2. At trial it is incumbent upon a defendant, who has been temporarily restricted from introducing evidence by virtue of a motion in limine, to seek the introduction of the evidence by proffer or otherwise in order to enable the court to make a final determination as to its admissibility and to preserve any objection on the record for purposes of appeal. (State v. Gilmore [1986], 28 Ohio St.3d 190, 503 N.E.2d 147, applied.)"
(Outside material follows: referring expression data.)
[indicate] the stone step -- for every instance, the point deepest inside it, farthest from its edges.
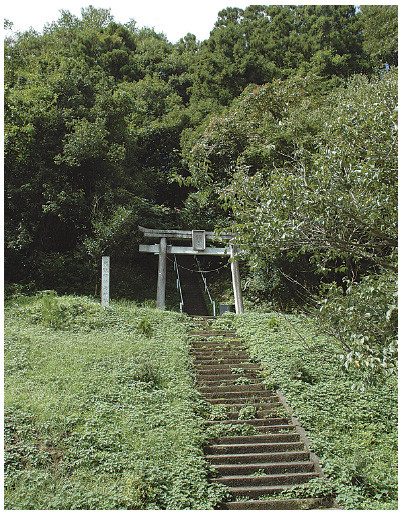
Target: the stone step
(213, 333)
(235, 388)
(269, 468)
(255, 458)
(211, 354)
(261, 403)
(264, 438)
(241, 393)
(204, 368)
(218, 346)
(256, 422)
(265, 480)
(224, 449)
(280, 504)
(215, 362)
(258, 406)
(228, 379)
(222, 360)
(259, 414)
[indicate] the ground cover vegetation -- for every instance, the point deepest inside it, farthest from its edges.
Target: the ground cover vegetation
(280, 127)
(100, 408)
(353, 432)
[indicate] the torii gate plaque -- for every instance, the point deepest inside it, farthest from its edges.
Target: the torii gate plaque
(199, 238)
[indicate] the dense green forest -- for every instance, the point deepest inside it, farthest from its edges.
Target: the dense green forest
(281, 127)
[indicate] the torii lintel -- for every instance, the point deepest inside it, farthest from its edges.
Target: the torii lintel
(199, 238)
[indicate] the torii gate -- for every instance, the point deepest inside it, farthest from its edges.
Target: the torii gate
(198, 238)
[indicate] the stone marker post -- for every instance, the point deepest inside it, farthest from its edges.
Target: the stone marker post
(105, 281)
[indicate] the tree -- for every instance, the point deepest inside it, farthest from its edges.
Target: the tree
(380, 33)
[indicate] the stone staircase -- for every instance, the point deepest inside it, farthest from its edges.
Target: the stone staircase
(273, 453)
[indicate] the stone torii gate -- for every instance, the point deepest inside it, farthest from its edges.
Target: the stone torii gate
(198, 238)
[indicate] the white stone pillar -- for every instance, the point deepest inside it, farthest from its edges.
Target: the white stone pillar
(161, 289)
(236, 281)
(105, 281)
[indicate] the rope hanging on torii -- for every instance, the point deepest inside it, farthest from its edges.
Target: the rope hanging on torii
(199, 247)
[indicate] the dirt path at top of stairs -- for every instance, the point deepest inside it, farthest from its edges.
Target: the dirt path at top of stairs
(265, 450)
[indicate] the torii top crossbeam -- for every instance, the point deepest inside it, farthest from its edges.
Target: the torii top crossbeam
(199, 238)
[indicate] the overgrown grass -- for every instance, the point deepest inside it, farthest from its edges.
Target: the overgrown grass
(353, 432)
(100, 408)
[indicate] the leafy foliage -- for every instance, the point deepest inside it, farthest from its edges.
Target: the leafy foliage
(353, 431)
(99, 415)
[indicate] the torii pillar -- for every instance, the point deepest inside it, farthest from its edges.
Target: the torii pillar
(234, 265)
(161, 288)
(198, 248)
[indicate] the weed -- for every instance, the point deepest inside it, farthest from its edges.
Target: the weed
(145, 327)
(247, 412)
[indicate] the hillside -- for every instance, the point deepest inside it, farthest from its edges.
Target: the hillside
(101, 410)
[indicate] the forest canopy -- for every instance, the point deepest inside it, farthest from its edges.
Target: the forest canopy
(281, 126)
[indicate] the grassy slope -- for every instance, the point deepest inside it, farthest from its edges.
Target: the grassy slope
(353, 432)
(99, 409)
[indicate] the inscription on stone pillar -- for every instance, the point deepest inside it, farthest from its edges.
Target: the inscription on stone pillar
(105, 281)
(198, 237)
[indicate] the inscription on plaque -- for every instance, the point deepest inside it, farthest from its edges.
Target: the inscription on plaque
(198, 239)
(105, 281)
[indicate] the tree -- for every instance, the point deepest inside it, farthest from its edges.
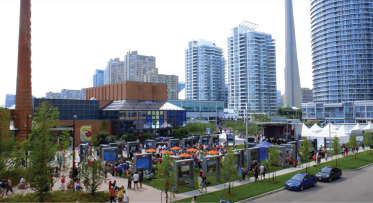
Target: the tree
(261, 117)
(305, 150)
(165, 175)
(41, 143)
(273, 159)
(7, 142)
(353, 143)
(90, 172)
(229, 169)
(336, 148)
(367, 140)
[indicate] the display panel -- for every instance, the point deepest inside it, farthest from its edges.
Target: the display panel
(184, 171)
(144, 163)
(133, 148)
(211, 166)
(110, 156)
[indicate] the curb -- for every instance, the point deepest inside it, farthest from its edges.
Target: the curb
(261, 195)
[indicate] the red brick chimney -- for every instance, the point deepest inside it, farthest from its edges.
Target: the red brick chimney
(24, 90)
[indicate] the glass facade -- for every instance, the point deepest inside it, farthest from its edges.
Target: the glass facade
(157, 117)
(204, 71)
(251, 71)
(341, 33)
(346, 112)
(84, 109)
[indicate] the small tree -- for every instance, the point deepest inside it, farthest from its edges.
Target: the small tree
(367, 140)
(43, 148)
(353, 143)
(229, 169)
(273, 159)
(165, 175)
(7, 142)
(90, 172)
(336, 148)
(305, 150)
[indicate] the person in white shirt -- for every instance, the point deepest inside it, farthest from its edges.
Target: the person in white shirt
(136, 180)
(126, 199)
(261, 168)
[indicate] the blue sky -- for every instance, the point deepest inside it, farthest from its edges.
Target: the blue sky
(72, 38)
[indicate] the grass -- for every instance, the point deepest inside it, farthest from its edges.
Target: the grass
(263, 186)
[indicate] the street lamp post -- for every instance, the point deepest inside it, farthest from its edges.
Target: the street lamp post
(73, 147)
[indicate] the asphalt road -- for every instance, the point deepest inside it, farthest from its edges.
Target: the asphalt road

Thus, the Grubb court held that a defendant, in order to preserve for review an adverse ruling on a motion in limine, must seek the introduction of the disputed evidence, by proffer or otherwise, at trial. The Grubb court noted at 28 Ohio St.3d 201-202, 503 N.E.2d 145:

"As was recognized in Riverside Methodist Hose. v Guthrie (1982), 3 Ohio App.3d 308, 310, 444 N.E.2d 1358, although the motions receives widespread use in Ohio courts, "* * * it is frequently misused and misunderstood. * * *" In State v. Spahr (1976), 47 Ohio App.2d 221, 353, N.E.2d 624 [1 O.O.3d 289], the court reasoned in paragraph one of the syllabus:
`As related to trial, a motion in limine is a precautionary request, directed to the inherent discretion of the trial judge, to limit the examination of witnesses by opposing counsel in a specified area until its admissibility is determined by the court outside the presence of the jury.' The power to grant the motion is not conferred by rule or statute, but instead lies within the inherent power and discretion of a trial court to control its proceedings. Id. at 224, 353 N.E.2d 624, Riverside Methodist Hose. Assn. v Guthrie, supra, at 3 Ohio App. at 310, 444 N.E.2d 1358. See, also, Evid.R. 103(A) and 611(A). The function of the motion as a precautionary instruction is to avoid error, prejudice, and possibly a mistrial by prohibiting opposing counsel from raising or making reference to an evidentiary issue until the trial court is better able to rule upon its admissibility outside the presence of a jury once the trial has commenced. In this sense, use of the motion serves the interests of judicial economy, as well as the interests of counsel and the parties, by helping to reduce the possibility of the injection of error or prejudice into the proceedings. Accord Annotation (1975), 63 A.L.R.3d 311.